Papier ist geduldig. Besonders, wenn es um die Verbrauchsangaben in den Hochglanzprospekten geht. Von so viel Sparsamkeit können die meisten Autofahrer nämlich nur träumen. Weil der Wagen nicht annähernd so genügsam ist, wie es die Herstellerangaben versprechen. Kein Wunder, denn die Verbrauchsangaben werden praktisch unter Idealbedingungen auf einem Rollenprüfstand ermittelt. Tatsächlich weichen die Praxisverbräuche zum Teil ganz erheblich von den Werksangaben ab, wie die beispielhaften Test-Werte (2006/2007 ermittelt) aus unserer Datenbank zeigen. Absolut betrachtet, ist der Mehrverbrauch bei den Dieseln relativ gering, prozentual aber oft so eklatant wie bei manchen Benzinern.

100 Beispiele: Die Bildergalerie verrät den wahren Durchschnittsverbrauch!

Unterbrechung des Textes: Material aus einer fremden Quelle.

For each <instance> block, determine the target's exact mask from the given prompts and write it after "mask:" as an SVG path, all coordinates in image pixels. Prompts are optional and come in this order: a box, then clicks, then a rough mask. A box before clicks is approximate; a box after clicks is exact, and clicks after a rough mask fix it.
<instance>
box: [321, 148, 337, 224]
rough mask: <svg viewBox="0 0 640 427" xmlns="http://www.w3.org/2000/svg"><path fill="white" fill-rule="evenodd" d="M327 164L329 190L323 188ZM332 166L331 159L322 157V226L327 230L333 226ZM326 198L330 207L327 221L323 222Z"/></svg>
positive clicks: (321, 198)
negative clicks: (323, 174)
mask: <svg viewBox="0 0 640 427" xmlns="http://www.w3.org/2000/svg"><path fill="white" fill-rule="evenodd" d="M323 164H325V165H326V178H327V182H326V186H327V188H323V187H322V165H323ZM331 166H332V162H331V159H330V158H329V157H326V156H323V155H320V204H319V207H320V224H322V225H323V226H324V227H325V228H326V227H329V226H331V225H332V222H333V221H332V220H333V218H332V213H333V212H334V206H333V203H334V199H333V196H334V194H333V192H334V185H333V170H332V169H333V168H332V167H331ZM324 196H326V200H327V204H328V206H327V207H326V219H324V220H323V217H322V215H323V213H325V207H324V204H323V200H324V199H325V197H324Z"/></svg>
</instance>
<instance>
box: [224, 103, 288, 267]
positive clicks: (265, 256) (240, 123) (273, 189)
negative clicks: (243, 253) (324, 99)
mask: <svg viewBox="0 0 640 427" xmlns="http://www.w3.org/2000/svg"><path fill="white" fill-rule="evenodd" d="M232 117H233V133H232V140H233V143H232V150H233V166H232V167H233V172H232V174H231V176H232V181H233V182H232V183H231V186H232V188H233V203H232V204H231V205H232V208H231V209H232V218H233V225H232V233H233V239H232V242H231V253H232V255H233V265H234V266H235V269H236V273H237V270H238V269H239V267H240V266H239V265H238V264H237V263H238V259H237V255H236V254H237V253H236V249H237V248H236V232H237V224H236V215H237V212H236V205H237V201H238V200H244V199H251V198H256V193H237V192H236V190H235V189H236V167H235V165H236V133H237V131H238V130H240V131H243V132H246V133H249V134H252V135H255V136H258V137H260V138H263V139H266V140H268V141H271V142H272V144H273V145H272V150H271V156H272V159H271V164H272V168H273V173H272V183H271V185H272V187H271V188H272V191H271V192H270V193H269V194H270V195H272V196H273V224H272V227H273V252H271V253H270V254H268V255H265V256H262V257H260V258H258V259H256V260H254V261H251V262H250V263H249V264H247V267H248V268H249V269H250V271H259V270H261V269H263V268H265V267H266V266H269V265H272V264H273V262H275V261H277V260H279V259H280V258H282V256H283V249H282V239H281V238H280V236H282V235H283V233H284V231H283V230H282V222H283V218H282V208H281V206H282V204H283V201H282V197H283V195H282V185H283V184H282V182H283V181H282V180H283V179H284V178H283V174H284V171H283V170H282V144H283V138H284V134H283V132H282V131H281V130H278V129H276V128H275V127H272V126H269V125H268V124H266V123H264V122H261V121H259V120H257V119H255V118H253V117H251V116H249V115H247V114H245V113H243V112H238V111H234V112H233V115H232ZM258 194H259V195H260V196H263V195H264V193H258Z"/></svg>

So ermittelt AUTO BILD den Testverbrauch: Bei AUTO BILD zählen nicht die unter Laborbedingungen ermittelten Verbrauchsangaben der Autohersteller, sondern nur der herausgefahrene Test-Verbrauch. Hierfür muss jedes Fahrzeug eine Vergleichsfahrt auf einem genau definierten Rundkurs absolvieren. Die AUTO BILD-Verbrauchsstrecke ist exakt 160 Kilometer lang und besteht aus Stadt-, Land- und Autobahnabschnitten. Gefahren wird zügig, aber nicht sportlich. Ziel der Verbrauchsfahrt sind möglichst realistische Verbrauchswerte unter Alltagsbedingungen, nicht jedoch die maximal erzielbaren Minimalverbräuche. Deshalb werden die erlaubten Geschwindigkeitsbegrenzungen ausgenutzt, also in der Stadt 50 km/h, auf Landstraßen 100 km/h. Auf der Autobahn gilt auf 20 Kilometern Vollgas, die restlichen 34 Kilometer werden mit konstanter Geschwindigkeit von 120 km/h abgespult. Entscheidend für genaue Ergebnisse ist exaktes Tanken. Zu Beginn und am Ende der Messfahrt wird der Tank deshalb randvoll befüllt.